Daniel Boland: Why I love the Manly v Warringah derby
By Daniel Boland – Originally published in 2018
I have lived in Manly for 11 years, and on very quick calculations been to about 20 Manly v Rats games.
I’ve probably played in nearly that many curtain-raisers, almost exclusively for the mighty 4th grade, and even then I understand that I am a complete newcomer when it comes to the history of this fantastic fixture.
To those with memories much longer than this period, I apologise, but I can’t talk to those times – all I have to go on are the stories I hear, and I believe most of those even less that I believe the claims from those north of the Narrabeen Bridge who refer to their part of the beaches as “God’s Country”. Maybe the Aztec God Tlazolteotl (don’t google it).
Even still, so many memories.
I remember Beau Robinson and Tyrone Smith knuckling up in the early minutes a few years back in Rat Park, to the delight of a crowd quick to bemoan the softening of our sport, when a good old donnybrook was something even the ref liked to see.
I remember Matt Cleary in the Guardian in 2014, covering the game from our little corner of the globe for the masses and forever deifying Dane Maraki by comparing him to “one of those axe dwarves from the Hobbit”.
I remember my own long-standing, lower-grade battle with a lovely bloke who, probably like myself, developed recidivist felonious tendencies come 10:45am each beautiful Saturday in the winter.
I forget his name but I thought of him as the character Magua from Last of the Mohicans, as he seemed obsessed about taking off the top of my (greying) head with a swinging tomahawk arm. I still have a chat with him when I see him in the Steyne.
I remember when the entire crowd at Rat Park forgot what colour they were wearing, and to a person helped in a hunt for a lost child in the dusk after the game.
Myself and my great mate Steve Trower found a 6 pack of Carlton in the bushes. Little Finnegan was found, safe and sound having walked home on his own, bored of the spectacle.
Legend has it that his father has never been allowed back out to the football though.
I remember the vitriol which still lingers in the voices of some of my friends, more than a decade after the fact, when they recall the year Sean Maloney ventured north. I know for a fact there are groups of mates scattered all the way up from Fairy Bower to Newport who tell the same story, one direction or the other.
I remember the days when the Marlins won at Rat Park, when you could sail south on a cloud of VB and bliss, when you could feel the tightness in your shoulders lift as you know you had bragging rights for up to a year. I also remember skulking home from that Warriewood wasteland, down the Pittwater road drainpipe to the comfort of the Round Bar to lick our wounds, and plot for the next meeting.
And I remember less than a year ago, unbelievably, screaming at the television and cheering for the boys in green in the Grand Final, hoping from afar that their year from Hell could end in something incredibly special, and being delighted when it did.
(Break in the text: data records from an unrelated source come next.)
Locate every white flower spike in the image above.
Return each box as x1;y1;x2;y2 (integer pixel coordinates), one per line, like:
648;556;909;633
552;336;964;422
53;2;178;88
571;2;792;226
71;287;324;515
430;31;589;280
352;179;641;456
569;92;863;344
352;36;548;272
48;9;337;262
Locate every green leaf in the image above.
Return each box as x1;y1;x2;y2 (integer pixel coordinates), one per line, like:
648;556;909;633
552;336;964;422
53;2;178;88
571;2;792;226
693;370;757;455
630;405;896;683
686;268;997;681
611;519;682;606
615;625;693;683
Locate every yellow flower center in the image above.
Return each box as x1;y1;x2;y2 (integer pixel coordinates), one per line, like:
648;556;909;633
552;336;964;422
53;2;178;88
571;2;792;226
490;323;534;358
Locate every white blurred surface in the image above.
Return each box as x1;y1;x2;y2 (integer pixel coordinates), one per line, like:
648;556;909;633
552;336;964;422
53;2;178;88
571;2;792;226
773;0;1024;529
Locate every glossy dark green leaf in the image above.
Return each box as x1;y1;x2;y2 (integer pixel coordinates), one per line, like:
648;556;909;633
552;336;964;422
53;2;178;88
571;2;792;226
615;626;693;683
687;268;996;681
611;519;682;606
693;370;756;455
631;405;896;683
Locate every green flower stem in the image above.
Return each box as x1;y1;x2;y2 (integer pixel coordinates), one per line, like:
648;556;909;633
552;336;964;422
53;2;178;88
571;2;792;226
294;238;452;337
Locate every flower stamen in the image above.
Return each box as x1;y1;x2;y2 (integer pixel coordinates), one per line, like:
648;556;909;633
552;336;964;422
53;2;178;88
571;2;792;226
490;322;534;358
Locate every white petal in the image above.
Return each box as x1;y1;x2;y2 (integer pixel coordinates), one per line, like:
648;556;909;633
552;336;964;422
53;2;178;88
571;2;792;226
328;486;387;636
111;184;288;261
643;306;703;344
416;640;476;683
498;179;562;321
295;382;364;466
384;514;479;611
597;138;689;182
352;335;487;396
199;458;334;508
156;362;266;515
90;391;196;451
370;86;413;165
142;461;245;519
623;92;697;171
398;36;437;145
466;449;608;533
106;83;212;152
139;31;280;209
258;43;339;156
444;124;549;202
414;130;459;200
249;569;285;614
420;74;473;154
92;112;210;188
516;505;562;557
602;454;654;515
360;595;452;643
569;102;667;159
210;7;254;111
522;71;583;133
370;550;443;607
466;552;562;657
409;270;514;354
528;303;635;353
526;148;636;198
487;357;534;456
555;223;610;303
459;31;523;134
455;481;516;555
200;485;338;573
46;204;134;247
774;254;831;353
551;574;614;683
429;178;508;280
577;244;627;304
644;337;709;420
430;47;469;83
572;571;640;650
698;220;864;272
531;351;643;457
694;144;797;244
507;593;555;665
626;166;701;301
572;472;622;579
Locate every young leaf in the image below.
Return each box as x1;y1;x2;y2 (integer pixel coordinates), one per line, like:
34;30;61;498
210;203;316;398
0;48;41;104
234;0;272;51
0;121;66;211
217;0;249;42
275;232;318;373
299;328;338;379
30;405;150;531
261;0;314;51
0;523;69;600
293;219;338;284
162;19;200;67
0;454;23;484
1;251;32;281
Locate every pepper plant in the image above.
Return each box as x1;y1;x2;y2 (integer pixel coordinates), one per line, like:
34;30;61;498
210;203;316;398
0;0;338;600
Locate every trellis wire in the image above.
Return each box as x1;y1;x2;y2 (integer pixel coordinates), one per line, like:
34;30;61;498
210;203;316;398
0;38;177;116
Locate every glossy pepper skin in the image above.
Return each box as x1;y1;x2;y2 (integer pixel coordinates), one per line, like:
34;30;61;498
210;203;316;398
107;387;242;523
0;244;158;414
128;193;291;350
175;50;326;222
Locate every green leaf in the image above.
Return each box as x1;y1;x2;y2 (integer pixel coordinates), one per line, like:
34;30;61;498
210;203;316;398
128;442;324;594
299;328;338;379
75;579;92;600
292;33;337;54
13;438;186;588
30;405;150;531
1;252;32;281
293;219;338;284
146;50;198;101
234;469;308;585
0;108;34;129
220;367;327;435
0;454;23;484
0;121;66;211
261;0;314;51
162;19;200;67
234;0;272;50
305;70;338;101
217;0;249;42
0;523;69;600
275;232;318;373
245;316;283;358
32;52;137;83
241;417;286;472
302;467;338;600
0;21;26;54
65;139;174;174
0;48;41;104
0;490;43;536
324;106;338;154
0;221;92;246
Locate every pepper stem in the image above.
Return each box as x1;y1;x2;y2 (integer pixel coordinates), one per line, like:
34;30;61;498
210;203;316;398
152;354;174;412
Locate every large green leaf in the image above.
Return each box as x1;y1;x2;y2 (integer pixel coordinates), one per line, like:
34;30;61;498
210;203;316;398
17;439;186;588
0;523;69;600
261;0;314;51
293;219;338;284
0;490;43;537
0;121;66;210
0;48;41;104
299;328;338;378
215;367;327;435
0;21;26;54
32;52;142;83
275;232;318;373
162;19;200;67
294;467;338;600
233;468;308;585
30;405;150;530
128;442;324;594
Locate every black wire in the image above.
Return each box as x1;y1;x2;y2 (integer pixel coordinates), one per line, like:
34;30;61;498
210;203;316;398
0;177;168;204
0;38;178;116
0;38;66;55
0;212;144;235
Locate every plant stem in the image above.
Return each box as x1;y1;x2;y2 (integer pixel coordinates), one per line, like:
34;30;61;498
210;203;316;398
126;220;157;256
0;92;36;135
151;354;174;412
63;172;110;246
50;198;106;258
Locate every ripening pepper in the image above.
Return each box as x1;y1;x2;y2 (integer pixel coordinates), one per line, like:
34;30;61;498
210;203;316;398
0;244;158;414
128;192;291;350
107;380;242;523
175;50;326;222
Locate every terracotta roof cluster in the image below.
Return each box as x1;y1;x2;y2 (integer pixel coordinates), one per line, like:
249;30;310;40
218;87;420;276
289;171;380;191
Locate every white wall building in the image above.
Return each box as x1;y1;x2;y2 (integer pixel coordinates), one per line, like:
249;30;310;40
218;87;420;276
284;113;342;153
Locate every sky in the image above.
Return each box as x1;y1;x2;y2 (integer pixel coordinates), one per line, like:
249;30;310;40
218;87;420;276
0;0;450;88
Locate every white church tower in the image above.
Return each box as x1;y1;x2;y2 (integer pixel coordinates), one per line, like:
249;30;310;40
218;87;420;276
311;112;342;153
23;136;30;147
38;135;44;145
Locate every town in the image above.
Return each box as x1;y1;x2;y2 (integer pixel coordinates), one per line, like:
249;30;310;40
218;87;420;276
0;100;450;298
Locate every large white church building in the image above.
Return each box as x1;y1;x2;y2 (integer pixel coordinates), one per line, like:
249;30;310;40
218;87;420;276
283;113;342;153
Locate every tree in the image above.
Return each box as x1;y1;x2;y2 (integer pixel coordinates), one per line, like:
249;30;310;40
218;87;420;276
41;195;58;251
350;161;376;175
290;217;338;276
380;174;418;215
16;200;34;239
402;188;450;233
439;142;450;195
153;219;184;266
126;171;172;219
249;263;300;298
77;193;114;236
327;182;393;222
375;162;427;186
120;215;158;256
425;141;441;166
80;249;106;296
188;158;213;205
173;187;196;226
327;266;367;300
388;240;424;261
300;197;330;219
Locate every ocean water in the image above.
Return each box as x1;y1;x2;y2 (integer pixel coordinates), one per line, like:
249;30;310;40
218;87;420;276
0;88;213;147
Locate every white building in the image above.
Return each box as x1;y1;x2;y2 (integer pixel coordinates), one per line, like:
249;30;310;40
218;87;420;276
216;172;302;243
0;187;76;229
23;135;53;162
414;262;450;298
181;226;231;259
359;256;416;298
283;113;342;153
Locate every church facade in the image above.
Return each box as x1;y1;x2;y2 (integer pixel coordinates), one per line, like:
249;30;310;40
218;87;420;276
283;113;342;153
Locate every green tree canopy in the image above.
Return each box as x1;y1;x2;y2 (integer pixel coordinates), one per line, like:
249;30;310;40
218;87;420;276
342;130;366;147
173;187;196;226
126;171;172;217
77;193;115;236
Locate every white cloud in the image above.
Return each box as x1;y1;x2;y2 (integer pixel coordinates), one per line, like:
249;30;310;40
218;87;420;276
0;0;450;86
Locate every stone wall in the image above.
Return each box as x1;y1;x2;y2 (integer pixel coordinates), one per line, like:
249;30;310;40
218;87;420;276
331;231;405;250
This year is different from most in recent memory, in that the Rats arrive at the Village Green full of confidence, as reigning Premiers and carrying the Mounties Cup and the Shute Shield (their first, for we do not speak of the Tooheys Cup on this end of the peninsula) in their arms.
Club Rugby is bigger than ever and the Matchday experience at the bottom of Sydney Road has changed immeasurably.
The steak sandwich of old has been replaced by prosecco carts, cappuccino corners and gourmet food options, including the patented Hill Burger created by Marlins stalwart Adam Hill, but the atmosphere is still as vibrant and partisan as ever.
I wouldn’t miss it for the world, and neither should you, or your neighbour.
Do I like the Rats, even remotely? Of course not.
But I respect them, and the history of this derby game, more than I can ever express.
I’ll welcome them, as ever, down to Manly Oval and I hope I’ll wave them goodbye just as enthusiastically.